Until 1874 the city of St. Paul consisted almost entirely of what is now downtown. In that year the city expanded south across the Mississippi River by annexing what became known as the West Side. This area included the lowlands just across from downtown (the Flats), the bluff top that rose to the south, Prospect Park, and Cherokee Heights, all the way to the Dakota County line at Annapolis Street.
Integrating this vast area into St. Paul (the annexation increased the city’s physical size by more than a third) required bridges.
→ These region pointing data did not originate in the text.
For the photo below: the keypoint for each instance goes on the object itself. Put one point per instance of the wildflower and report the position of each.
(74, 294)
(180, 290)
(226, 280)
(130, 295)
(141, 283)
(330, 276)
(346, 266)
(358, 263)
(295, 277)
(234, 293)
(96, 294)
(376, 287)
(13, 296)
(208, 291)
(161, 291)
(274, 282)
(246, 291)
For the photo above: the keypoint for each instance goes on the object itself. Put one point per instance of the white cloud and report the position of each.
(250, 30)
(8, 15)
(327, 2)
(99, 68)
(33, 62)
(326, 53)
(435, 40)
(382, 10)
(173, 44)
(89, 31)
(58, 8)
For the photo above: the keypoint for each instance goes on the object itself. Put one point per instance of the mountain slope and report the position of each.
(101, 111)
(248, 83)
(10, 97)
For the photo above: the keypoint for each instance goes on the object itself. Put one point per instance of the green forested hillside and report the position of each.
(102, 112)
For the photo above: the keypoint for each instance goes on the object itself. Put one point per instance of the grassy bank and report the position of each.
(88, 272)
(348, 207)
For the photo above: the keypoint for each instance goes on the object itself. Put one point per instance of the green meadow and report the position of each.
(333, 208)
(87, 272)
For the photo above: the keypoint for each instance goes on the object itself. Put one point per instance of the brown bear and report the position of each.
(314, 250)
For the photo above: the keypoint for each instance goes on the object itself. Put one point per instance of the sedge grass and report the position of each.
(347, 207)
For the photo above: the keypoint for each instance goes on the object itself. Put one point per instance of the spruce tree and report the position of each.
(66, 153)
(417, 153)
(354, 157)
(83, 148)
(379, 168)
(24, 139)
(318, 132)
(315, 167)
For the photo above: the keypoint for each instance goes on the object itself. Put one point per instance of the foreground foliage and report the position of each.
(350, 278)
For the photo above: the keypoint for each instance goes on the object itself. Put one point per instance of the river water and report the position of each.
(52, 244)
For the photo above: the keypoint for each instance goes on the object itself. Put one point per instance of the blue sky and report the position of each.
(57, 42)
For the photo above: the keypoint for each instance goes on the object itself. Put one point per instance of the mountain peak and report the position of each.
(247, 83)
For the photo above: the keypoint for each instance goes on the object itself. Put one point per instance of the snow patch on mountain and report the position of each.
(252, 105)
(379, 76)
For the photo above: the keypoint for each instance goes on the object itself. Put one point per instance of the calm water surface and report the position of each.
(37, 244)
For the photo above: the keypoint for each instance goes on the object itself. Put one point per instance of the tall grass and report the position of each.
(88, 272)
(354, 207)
The first Wabasha Bridge between downtown and the Flats had gone up in 1859. The original Robert Street Bridge, also from downtown to the Flats, opened in 1886. One area, the high bluff country around Cherokee Heights, remained cut off, almost two hundred feet above and nearly a mile west of the Wabasha Bridge and the Flats. This isolation impeded development.
Mayor Robert A. Smith pushed for a third bridge. Smith was also at that time a state senator, and in January 1887 the legislature passed his bill authorizing St. Paul to issue $500,000 in bonds for a new bridge to join Mohawk Street on the south with Forbes Avenue on the north. The city council rewarded Smith by renaming Mohawk and Forbes Streets Smith Avenue.
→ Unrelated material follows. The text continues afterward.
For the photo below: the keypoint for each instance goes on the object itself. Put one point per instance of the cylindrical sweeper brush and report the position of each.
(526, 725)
The project presented formidable challenges. Mohawk Street ended on a bluff almost 200 feet above the river, Forbes eighty feet above the river on the other side. A bridge between them would have to be very tall and also very long, so that the slope would be gentle enough to accommodate horse-drawn vehicles making the climb.
Andrew Carnegie’s Keystone Bridge Company of Pittsburgh got the contract, though not without a lawsuit. Its bid exceeded the next bid by $29,000, and a group of citizens brought suit so the city would accept the lower bid. The lawsuit failed, as Keystone was determined to be the more capable contractor. Work began in July 1887 and finished in May of 1889 at a cost of $479,878.
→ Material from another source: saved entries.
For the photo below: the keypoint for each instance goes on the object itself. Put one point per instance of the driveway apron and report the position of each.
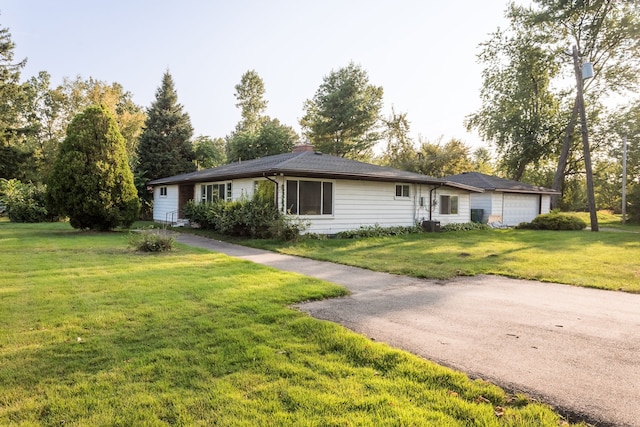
(576, 349)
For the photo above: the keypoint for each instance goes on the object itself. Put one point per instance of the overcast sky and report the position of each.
(422, 52)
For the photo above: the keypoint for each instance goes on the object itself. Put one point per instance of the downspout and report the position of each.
(275, 195)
The finished product — 2,770 feet long, 191 feet tall at its highest point, and made mostly of wrought iron — made the High Bridge a marvel of its time for the combination of height and length. (New York’s Brooklyn Bridge, by comparison, completed six years earlier, is more than twice as long but rises only 127 feet above the East River.) Though painted red it was no beauty; asymmetrical, slanting, unadorned, the High Bridge was a nineteenth-century contraption built for utility.
Mayor Smith made the first buggy ride over it on May 17, 1889. Sightseers came by the thousands, first to see it, then to walk it, then to use it. It probably opened for general use in late May.
In August of 1904 a storm with winds measured at 180 miles per hour hit the city. It took down the south five spans of the bridge, about six hundred feet, spilling them into the Mississippi below. At a repair cost of $61,000, the bridge re-opened the following summer.
Built for a modest volume of slow-moving wagons, the bridge soon had to accommodate a high volume of cars and trucks. As early as 1915 engineers concluded that the High Bridge was not well suited to the automobile era. Nevertheless it operated with only short interruptions from 1905 to 1958, when it closed for four months for removal of the original cedar block decking, and repaving. (Cedar blocks had been chosen originally because they were quieter under wagon wheels.) It closed again for repair for six weeks in 1977.
By the early 1980s bridge inspectors knew that the High Bridge could not last much longer. Some parts had corroded dangerously; others meant to move and flex had become frozen. The Minnesota Department of Transportation closed it on July 25, 1984. Seventy-six pounds of plastic explosives brought it down on February 24, 1985, an event witnessed by a crowd of thousands. The new bridge, a more graceful double-arched span, opened in July 1987.